The tail end of Hurricane Dorian hit Halifax, Nova Scotia, where I live, in September — knocking out power for most of the province. Ever since then, I’ve paid close attention to Generac’s TV advertisements promoting its residential generators.
Although you could hardly mistake Generac for Roku or Shopify, it still managed to deliver record-breaking net sales and adjusted EBITDA in the third quarter. Residential sales jumped 7.4% on higher demand for the company’s residential units.
As North America’s electrical grid ages, the number of power outages increases. Clearly, I’m not the only person noticing Generac’s products on TV. And, as a result, Generac’s raised its sales growth for the entire fiscal year.

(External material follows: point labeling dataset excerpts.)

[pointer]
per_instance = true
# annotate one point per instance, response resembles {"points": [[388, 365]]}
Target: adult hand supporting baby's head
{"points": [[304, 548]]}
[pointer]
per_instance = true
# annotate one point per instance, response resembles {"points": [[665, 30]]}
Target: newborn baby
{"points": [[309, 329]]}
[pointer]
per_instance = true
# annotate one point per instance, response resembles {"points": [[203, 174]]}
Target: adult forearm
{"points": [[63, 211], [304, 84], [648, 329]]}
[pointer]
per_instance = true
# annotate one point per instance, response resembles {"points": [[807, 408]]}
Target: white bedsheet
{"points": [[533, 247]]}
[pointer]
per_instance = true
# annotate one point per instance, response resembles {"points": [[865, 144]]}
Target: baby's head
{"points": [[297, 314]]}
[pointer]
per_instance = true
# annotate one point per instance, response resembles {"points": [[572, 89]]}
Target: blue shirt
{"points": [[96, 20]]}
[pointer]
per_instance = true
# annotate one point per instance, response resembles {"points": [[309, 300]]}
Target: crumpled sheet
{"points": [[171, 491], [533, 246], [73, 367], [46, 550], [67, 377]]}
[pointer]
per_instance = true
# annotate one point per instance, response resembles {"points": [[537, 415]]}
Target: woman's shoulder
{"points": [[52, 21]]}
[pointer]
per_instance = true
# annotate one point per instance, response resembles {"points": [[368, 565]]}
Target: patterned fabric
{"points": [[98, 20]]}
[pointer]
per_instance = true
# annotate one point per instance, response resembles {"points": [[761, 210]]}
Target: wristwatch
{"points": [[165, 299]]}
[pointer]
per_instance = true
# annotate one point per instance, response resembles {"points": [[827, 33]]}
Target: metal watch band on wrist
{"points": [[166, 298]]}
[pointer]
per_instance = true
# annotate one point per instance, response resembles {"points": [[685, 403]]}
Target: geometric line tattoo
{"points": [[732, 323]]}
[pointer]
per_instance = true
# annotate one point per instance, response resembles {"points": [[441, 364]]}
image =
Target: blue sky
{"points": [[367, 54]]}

Generac doesn’t pay a dividend. However, if its residential unit in the U.S. continues to grow in the high single digits, there will be more than enough capital appreciation to keep shareholders happy.
Yeti Holdings (YETI)
Yeti Holdings (NYSE:YETI) is your typical rags to riches entrepreneurial story.
Brothers Roy and Ryan Seiders founded the company in 2006 in Austin, Texas. The two outdoorsmen were frustrated with the quality of hard coolers on the market. By utilizing advanced manufacturing techniques and forward-thinking design, the duo came up with the Yeti cooler, an indestructible product that put other coolers to shame. From there, the brothers moved on to other outdoor products, and the rest, as they say, is history.
In 2012, the brothers agreed to sell 70% of the company to New York City-based private equity firm, Cortec, for $67 million. When Yeti went public in October 2018 at $18 per share, some stories circulated at the time that suggested Cortec could reap as much as $3.3 billion from the IPO.
I’ve looked all through its IPO documents and fail to see that much largesse.
Nonetheless, all of the stakeholders, including the Seiders brothers, have benefitted greatly over the past seven years. And those that bought in IPO shares and are still holding gained 134% in 2019 alone.
In October, I recommended YETI stock because the company’s direct-to-consumer business is growing by leaps and bounds.
Private equity firms often are bad news for consumer brands. In the case of Cortec, that wasn’t the case. In 2020, expect Yeti to maintain its growth trajectory.
Cannae Holdings (CNNE)
Cannae Holdings (NYSE:CNNE) generated a 2019 return of 117%.
Who is Cannae Holdings?
It is the not-so-new name for Fidelity National Financial Ventures, the non-real estate investment vehicle of Fidelity National Financial (NYSE:FNF) — one of the biggest providers of title insurance in the U.S.
What does Cannae own today?
Its most significant investment is in Ceridian HCM Holdings (NYSE:CDAY), a human capital management company run by Canadian CEO David Ossip. I first recommended CDAY stock in May 2018, calling it “one of the best up-an-coming stocks to own on the NYSE.”
CDAY is up 105% in the 20 months since. Cannae recently sold 9 million shares at nearly $57 each. It still owns 28.7 million shares or 20% of the company.
In February 2019, in conjunction with other investors, Cannae acquired Dun & Bradstreet for $6.5 billion, including the assumption of $1.1 billion in debt. In the take-private acquisition, Cannae invested $506 million in return for 24.5% of D&B’s outstanding equity.
In addition to these two extensive holdings, it also has a few smaller investments — including a controlling stake in the O’Charley’s, Village Inn and Ninety Nine Restaurants & Pubs.
Chairman Bill Foley II is known to be one of the better capital allocators in America.
At the time of this writing Will Ashworth did not hold a position in any of the aforementioned securities.